MAKES:  6 – 8 servings

Tuesday, October 21, 2014



Fingerling Potato Salad w/grilled onions
1-1/2 lb. fingerling potatoes, roasted, cooled and cut in half
  crosswise
2 red onions, grilled, slices separated and cut into one-inch pieces
½ lb. asparagus spears (optional), roasted in a 400F oven until tender,
  cut in half
1/3C toasted walnuts
1/2C sour cream
2 Tbsp. honey mustard
3 oz. creamy blue cheese
2 Tbsp. white wine vinegar
salt and freshly ground pepper
1C baby arugula

Combine the sour cream, mustard, blue cheese and vinegar together and season with salt and pepper to taste.  Toss the potatoes with the dressing, grilled onions and roast asparagus.  Add the walnuts and arugula and toss again.
MAKES:  6 – 8 servings

Sunday, June 30, 2013

Pee Wee Potato Salad
3 - 4 lb. pee wee potatoes, pricked with a fork
2 red onions, peeled and thinly sliced
2 bunches asparagus, stems broken where they naturally break
olive oil
salt and pepper to taste
1/2C oil packed sun-dried tomato slices
1 Tbsp. capers, drained
10 pitted Kalamata olives, pitted and sliced
2C baby arugula (optional)

Vinaigrette
2 Tbsp.
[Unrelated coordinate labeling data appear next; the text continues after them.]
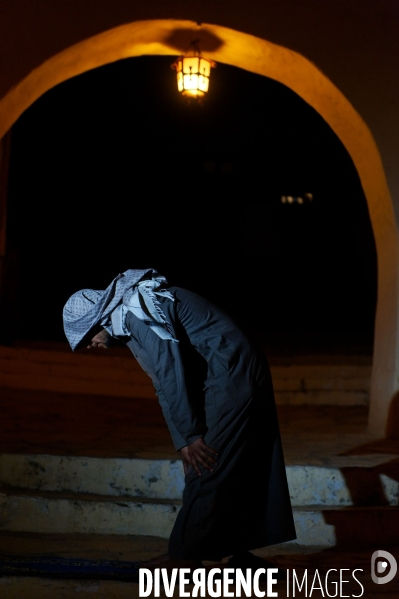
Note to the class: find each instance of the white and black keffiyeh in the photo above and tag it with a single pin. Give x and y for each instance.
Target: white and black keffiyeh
(133, 290)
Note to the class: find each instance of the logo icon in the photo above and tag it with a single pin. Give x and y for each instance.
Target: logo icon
(380, 560)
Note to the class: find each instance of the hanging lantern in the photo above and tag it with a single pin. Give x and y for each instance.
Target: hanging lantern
(193, 72)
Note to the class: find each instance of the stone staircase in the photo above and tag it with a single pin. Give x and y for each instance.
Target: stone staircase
(58, 494)
(351, 502)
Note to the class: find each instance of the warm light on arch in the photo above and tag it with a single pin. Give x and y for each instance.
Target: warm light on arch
(303, 77)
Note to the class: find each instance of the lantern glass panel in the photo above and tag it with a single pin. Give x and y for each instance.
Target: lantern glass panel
(190, 81)
(203, 83)
(205, 67)
(190, 64)
(180, 81)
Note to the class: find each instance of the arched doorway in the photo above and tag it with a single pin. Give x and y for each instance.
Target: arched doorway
(231, 47)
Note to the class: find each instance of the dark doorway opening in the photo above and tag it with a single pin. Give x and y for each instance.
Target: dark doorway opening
(113, 170)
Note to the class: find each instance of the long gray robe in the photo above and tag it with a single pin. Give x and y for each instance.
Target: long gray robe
(214, 383)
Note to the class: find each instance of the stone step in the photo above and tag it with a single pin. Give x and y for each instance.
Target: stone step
(51, 512)
(119, 375)
(163, 479)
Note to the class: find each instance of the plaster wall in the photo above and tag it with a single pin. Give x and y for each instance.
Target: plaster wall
(352, 42)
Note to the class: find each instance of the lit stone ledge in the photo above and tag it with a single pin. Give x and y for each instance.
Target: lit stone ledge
(163, 479)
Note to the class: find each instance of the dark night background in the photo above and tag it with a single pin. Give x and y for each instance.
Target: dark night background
(113, 170)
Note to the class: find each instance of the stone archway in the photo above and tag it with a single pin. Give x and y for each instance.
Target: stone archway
(170, 37)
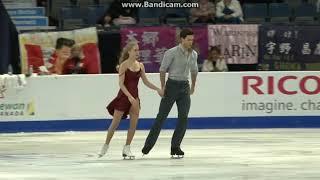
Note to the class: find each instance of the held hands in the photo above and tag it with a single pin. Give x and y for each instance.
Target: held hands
(191, 90)
(160, 92)
(132, 100)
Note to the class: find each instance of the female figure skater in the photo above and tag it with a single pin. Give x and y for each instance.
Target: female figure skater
(127, 100)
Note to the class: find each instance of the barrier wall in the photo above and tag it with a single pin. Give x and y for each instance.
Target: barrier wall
(221, 100)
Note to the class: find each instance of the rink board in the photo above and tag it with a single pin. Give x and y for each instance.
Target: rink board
(221, 100)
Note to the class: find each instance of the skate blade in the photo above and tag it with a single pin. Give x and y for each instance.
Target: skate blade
(100, 155)
(176, 156)
(125, 157)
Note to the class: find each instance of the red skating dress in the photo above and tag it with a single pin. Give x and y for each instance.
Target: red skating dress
(121, 102)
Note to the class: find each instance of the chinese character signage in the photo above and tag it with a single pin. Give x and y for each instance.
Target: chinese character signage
(238, 43)
(285, 47)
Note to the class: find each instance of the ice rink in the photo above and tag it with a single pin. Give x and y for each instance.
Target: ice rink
(257, 154)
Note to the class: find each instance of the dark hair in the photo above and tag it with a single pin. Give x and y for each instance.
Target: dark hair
(213, 48)
(185, 32)
(64, 42)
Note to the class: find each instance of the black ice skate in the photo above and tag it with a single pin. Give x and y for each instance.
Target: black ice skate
(145, 150)
(126, 153)
(176, 153)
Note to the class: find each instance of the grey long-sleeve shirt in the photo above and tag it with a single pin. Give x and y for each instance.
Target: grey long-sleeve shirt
(179, 62)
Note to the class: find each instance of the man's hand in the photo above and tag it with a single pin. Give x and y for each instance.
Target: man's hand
(191, 90)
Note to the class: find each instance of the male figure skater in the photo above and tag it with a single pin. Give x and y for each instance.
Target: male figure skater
(178, 61)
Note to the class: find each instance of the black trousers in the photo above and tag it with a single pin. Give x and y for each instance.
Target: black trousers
(175, 91)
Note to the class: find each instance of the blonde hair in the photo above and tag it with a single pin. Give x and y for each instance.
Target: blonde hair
(125, 51)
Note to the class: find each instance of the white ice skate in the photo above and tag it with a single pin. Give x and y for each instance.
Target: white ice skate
(104, 150)
(126, 153)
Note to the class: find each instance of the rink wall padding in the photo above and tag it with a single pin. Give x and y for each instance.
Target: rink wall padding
(145, 124)
(221, 100)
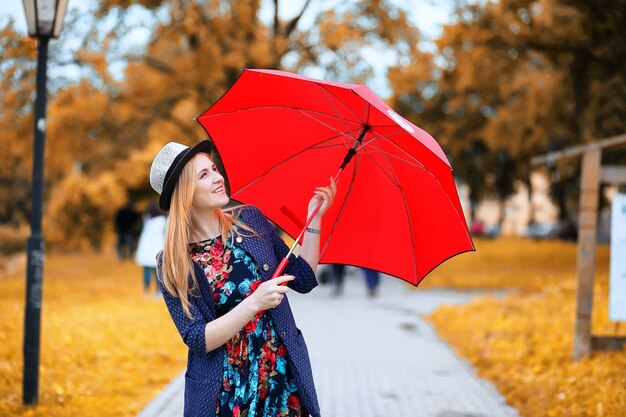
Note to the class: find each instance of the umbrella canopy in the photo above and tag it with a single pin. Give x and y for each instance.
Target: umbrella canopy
(396, 210)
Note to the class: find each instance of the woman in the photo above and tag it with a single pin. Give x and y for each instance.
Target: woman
(151, 241)
(246, 355)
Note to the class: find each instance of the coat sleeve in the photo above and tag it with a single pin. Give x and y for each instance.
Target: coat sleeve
(192, 331)
(305, 279)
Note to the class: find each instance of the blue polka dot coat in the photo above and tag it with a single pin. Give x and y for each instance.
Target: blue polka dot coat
(203, 377)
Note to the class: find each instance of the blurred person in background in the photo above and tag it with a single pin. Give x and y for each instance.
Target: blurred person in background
(127, 226)
(338, 273)
(372, 280)
(151, 242)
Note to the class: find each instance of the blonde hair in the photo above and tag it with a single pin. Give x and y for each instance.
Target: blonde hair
(177, 262)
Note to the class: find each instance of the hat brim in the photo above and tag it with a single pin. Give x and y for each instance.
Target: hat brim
(205, 146)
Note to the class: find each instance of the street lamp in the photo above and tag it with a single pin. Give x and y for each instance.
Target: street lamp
(44, 19)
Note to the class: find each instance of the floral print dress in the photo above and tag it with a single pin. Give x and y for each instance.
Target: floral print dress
(257, 380)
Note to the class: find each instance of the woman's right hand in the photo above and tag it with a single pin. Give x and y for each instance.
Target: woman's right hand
(270, 293)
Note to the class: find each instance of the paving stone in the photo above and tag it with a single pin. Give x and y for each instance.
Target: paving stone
(378, 357)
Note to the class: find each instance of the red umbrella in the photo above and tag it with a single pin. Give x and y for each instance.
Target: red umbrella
(396, 210)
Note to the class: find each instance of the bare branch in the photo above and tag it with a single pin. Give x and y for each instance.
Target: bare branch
(294, 22)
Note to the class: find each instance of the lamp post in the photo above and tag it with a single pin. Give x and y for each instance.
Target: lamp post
(44, 19)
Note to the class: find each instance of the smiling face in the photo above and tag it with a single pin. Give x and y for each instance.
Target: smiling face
(210, 191)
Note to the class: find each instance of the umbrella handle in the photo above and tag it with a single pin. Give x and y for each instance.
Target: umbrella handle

Sherry wine vinegar
2 Tbsp. balsamic vinegar
2 tsp. honey mustard
salt and freshly ground pepper to taste
4-1/2 Tbsp. olive oil

Heat 2 tablespoons olive oil in a sauté pan, add the red onions and cook until slightly caramelized – about 40 minutes.  Let cool.  Shake the vinaigrette ingredients together in a jar and set aside.  Preheat oven
to 400F.  Place the pricked potatoes on a cookie sheet and bake until soft – about 20 minutes.  Let cool slightly.  Place the asparagus on a cookie sheet, toss with olive oil, salt and pepper and roast until
tender – about 15 minutes.  Let cool.  Cut into 2-inch pieces.

Add ¼ cup of the vinaigrette to the potatoes and toss while they are still warm.  Add all the remaining ingredients and toss, adding additional vinaigrette as necessary.  Serve at room temperature.